Consider the following data structure:

```{r, message=F}
d = data.frame(actor=c('Alice','Bob','Alice','Charlie','Bob','Bob','Alice','Bob','Alice','Bob'),
               conversation=c('A','A','A','A','A','A','B','B','B','B'),
               order=c(1,2,3,4,5,6,1,2,3,4))
d
```

The data describes the order in which actors communicate in two distinct converstations. With this type of data, it is still possible to only use the context (in this case the conversation) to measure interactions between actors, but it can be usefull to take the order into account. Especially in long conversations with many different actors, it is more accurate to only estimate ties between actors that communicated within a given distance. Also, it might be relevant to take into account who responded to whom, to create a directed network. 
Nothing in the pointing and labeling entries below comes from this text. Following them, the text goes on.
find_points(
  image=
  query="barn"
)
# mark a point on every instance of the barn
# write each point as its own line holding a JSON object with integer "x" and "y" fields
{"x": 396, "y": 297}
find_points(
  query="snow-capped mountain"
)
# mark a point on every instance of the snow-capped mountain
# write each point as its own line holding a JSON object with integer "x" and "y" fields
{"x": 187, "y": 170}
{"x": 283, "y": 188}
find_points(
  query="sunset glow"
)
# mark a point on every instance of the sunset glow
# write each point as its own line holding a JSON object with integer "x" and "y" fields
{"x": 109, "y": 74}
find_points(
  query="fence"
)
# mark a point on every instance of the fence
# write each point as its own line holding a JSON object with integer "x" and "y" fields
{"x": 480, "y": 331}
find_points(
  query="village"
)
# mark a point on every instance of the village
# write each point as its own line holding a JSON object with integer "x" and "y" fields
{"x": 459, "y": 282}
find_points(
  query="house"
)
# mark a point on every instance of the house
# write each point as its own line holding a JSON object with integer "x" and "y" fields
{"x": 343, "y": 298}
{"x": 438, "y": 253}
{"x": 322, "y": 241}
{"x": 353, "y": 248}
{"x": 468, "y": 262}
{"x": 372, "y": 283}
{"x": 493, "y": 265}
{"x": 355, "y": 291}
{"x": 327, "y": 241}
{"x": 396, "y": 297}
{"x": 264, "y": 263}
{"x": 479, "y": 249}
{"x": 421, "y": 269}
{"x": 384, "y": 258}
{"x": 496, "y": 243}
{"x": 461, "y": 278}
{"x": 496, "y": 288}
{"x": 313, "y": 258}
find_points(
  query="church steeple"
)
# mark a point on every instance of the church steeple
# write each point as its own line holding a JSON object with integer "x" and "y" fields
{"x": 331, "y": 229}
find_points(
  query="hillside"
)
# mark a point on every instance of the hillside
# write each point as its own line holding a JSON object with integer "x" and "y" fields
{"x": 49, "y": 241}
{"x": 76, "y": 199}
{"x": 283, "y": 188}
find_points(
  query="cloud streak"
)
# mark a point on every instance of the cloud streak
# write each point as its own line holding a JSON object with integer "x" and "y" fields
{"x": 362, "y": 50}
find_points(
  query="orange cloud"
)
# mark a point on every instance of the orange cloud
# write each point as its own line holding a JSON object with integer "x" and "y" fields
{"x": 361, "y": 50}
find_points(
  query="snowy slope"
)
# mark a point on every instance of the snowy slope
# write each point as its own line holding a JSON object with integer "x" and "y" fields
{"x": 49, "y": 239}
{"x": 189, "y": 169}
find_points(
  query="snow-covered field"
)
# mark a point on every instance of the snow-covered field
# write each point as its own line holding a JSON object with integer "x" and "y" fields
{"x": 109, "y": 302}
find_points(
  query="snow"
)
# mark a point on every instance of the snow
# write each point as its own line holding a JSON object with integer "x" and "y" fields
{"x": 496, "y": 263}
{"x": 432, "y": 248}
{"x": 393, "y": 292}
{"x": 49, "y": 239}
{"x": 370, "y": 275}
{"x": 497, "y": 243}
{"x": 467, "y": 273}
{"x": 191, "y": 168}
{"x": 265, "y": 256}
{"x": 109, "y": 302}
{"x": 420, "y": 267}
For this purpose, a simple incidence matrix is not sufficient. We offer the `windowed.adjacency` function, which looks at the co-incidence (or adjacency) of actors within windows of consequtive communications. As input, this function requires one or multiple vector indicating the actor, a vector containing the order in which actors communicated, and an integer indicating the size of the window. If the order in which actors communicated is restricted to contexts (as is the case in our example data), a vector for the context also needs to be given.


```{r, message=F}
windowed.adjacency(unit.vars=list(actor=d$actor), 
                   order=d$order, 
                   context=d$conversation, 
                   window.size=2)
```

The output is an adjacency matrix in which rows and columns represent actors. The values indicate how many times these actors co-occured within windows. For example, with a window size of 2, Alice and Bob co-occured 5 times (which can be verified manually). Bob co-occured with himself once (rows 5 and 6 in `d`). 

With the `direction` argument, we can also take into account who responded to whom (by default direction is `undirected`). If direction is `up`, then the values for [i,j] represent how many times i occured after j in the given window size. 

```{r, message=F}
windowed.adjacency(list(actor=d$actor), d$order, d$conversation, window.size=2, direction='up')
```

Now we can see, for instance, that Bob occured three times after Alice in a window.size of 2 (i.e. directly). In contrast, Alice occured after Bob only two times. 

Again, we added the `as.graph` argument for convenience.

```{r, message=F}
g = windowed.adjacency(list(actor=d$actor), d$order, d$conversation, window.size=2, as.graph=T)
plot(g, edge.label=E(g)$weight, vertex.label=as.character(V(g)$actor), vertex.size=30)
```

We can also make the edge values relative to the total number of times actors communicated. `windowed.adjacency` gives this average as the edge attribute `E(g)$average.XY`


```{r, message=F}
plot(g, edge.label=E(g)$average.XY, vertex.label=as.character(V(g)$actor), vertex.size=30)
```

Since Alice occured only once in the same window with Charlie, and Alice communicated 4 times, the adjacency is on averate 0.25 (1/4).

Note that the value of the edge from Alice to Bob is above 1 (1.25). This is due to Bob talking before as well as after Alice in conversation B. Accordingly, the average number of times Bob talks within a window of 2 from Alice is 1.25. 

For various reasons it can be usefull to count actors only once per window. We then lose a bit of information, but interpretation becomes much easier. For instance, `E(g)$average.XY` can then simply be interpreted as the percentage of times an actor communicated within a given distance (window.size) of the other actor. The `windowed.adjacency` function therefore also has the `count.once` argument. If `count.once` is set to TRUE, then for each time an actor communicates, ties with unique other actors within the window are only counted once.

```{r, message=F}
g = windowed.adjacency(list(actor=d$actor), d$order, d$conversation, window.size=2, as.graph=T, count.once=T)
plot(g, edge.label=E(g)$average.XY, vertex.label=as.character(V(g)$actor), vertex.size=30)
```

Now we can more easily interpret that Alice always communicated within a window.size of 2 next to Bob (4 out of 4). For Bob, only in 60% of the times he communicated Alice was within a window.size of 2 (3 out of 5).